The sub-part breakdown exists specifically to prevent misallocation of optimization effort. Teams that fixate on TTFB because it is the most visible and longest-established performance metric often miss that their actual LCP bottleneck sits in late resource discovery or render-blocking JavaScript. The correct approach is to measure all four sub-parts through field instrumentation, identify which phase dominates the 75th percentile LCP, and allocate engineering resources to that phase first.
Does reducing TTFB always improve LCP proportionally?
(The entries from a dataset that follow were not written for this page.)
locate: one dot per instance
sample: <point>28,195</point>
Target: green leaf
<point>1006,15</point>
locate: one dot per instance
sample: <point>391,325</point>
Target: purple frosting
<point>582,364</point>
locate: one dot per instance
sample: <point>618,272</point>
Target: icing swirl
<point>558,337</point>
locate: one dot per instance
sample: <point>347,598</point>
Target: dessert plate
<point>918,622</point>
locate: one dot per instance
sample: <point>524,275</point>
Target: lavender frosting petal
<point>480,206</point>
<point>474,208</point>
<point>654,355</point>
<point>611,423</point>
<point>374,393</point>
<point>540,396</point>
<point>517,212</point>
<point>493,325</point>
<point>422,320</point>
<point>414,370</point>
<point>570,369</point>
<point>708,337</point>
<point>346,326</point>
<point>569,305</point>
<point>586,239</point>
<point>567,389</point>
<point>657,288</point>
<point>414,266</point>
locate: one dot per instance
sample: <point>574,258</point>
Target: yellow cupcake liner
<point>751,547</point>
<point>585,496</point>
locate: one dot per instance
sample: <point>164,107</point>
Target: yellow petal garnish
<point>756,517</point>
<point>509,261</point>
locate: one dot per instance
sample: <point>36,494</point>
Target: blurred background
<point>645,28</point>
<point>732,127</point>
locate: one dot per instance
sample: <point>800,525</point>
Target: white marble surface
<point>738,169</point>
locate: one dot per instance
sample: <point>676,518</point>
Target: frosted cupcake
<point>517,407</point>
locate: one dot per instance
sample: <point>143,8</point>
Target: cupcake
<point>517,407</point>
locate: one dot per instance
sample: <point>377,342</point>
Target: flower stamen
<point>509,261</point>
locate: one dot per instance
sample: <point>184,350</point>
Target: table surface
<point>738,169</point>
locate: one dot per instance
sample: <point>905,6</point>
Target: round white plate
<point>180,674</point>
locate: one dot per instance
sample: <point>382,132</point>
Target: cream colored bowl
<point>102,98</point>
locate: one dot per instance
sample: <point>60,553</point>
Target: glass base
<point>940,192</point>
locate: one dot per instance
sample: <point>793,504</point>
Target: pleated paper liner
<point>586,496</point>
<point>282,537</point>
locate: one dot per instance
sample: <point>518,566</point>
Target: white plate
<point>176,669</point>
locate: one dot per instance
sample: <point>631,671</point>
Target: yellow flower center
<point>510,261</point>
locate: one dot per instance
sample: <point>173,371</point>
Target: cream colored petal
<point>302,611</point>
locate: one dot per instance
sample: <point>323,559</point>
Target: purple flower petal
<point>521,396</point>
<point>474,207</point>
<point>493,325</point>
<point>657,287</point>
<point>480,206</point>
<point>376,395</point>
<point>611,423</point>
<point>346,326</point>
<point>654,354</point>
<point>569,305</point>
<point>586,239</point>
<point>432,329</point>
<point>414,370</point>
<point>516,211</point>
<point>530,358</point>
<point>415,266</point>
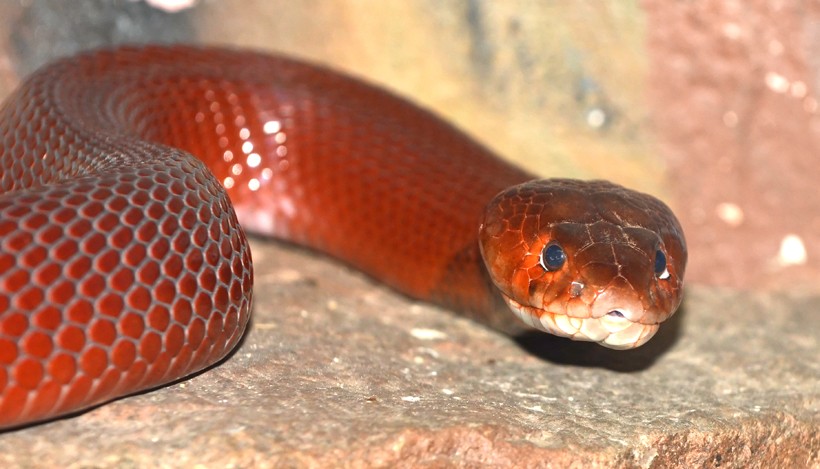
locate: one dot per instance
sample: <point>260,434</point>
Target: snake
<point>129,177</point>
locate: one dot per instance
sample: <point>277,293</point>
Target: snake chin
<point>611,331</point>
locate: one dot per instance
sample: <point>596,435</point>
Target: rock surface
<point>339,372</point>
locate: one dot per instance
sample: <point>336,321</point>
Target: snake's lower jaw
<point>609,331</point>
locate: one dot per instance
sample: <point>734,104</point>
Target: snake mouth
<point>612,330</point>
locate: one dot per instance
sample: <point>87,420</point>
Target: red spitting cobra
<point>123,265</point>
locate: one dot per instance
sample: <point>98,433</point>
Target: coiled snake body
<point>123,265</point>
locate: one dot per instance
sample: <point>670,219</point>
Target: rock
<point>338,371</point>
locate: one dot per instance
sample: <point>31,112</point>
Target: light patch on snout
<point>610,330</point>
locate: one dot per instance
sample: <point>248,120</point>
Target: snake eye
<point>660,265</point>
<point>552,257</point>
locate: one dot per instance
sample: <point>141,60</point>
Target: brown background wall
<point>712,105</point>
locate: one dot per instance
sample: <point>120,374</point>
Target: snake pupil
<point>553,257</point>
<point>660,265</point>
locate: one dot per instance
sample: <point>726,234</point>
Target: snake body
<point>123,261</point>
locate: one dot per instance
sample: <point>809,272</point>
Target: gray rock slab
<point>338,371</point>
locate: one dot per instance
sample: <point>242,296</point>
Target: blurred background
<point>712,106</point>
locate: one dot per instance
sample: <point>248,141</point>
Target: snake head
<point>588,260</point>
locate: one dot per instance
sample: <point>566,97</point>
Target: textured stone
<point>339,372</point>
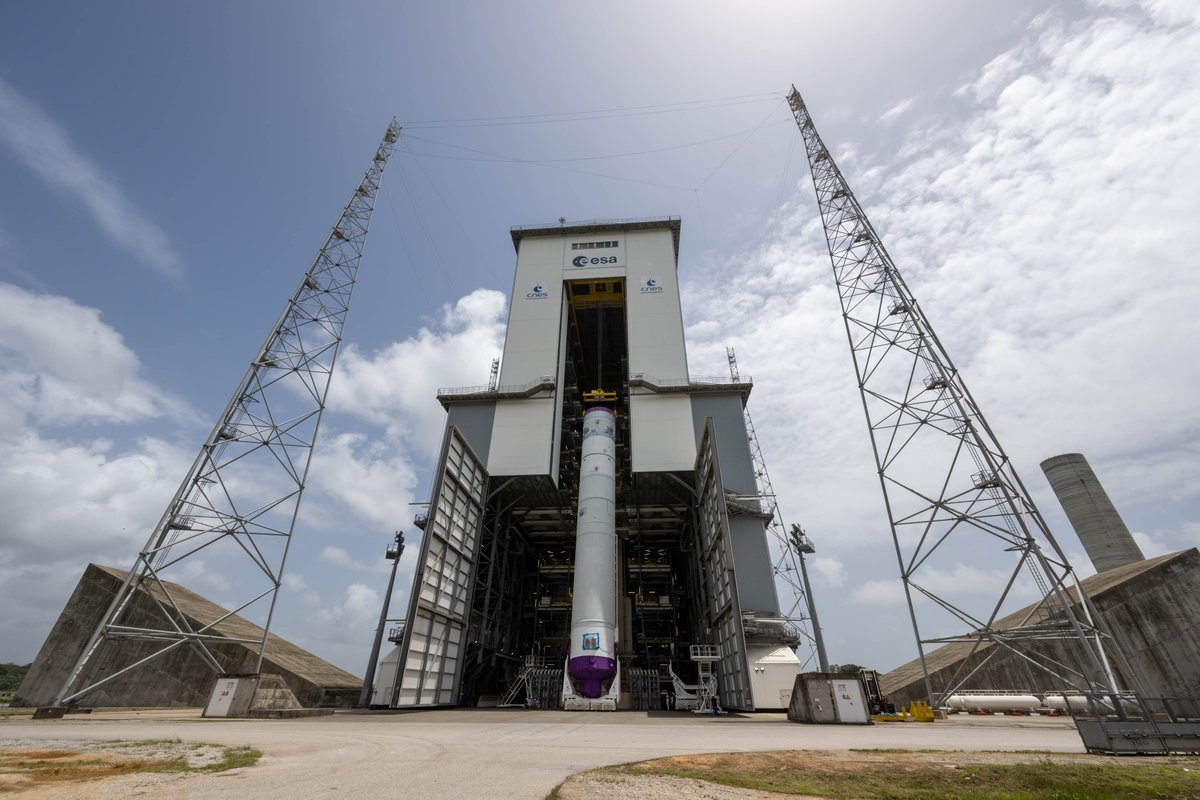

No. Once TTFB falls below approximately 800ms, further reductions produce diminishing LCP gains. Resource load delay and element render delay often dominate the remaining LCP budget. A site with fast TTFB but a late-discovered hero image benefits more from adding a preload hint than from shaving additional milliseconds off server response time. Measuring all four LCP sub-parts reveals which phase actually needs optimization.
Can service worker startup time inflate TTFB in field data without affecting lab results?
Yes. Service workers evicted from memory on resource-constrained devices must boot before handling navigation requests, and that startup cost falls within the TTFB measurement window. Lab tools typically test with warm service worker caches, so this overhead never appears in synthetic tests. Segmenting field TTFB data by new versus returning visitors and by device memory exposes service worker boot as a contributing factor.
How does HTTP/3 affect the TTFB sub-part breakdown compared to HTTP/2?
HTTP/3 eliminates TCP connection setup and TLS negotiation as separate sequential steps by using QUIC, which merges them into a single handshake. This compresses the connection-related TTFB sub-parts, particularly on high-latency mobile networks. The server processing time sub-part remains unchanged. Sites seeing TTFB inflation concentrated in connection overhead rather than server time gain the most from HTTP/3 adoption.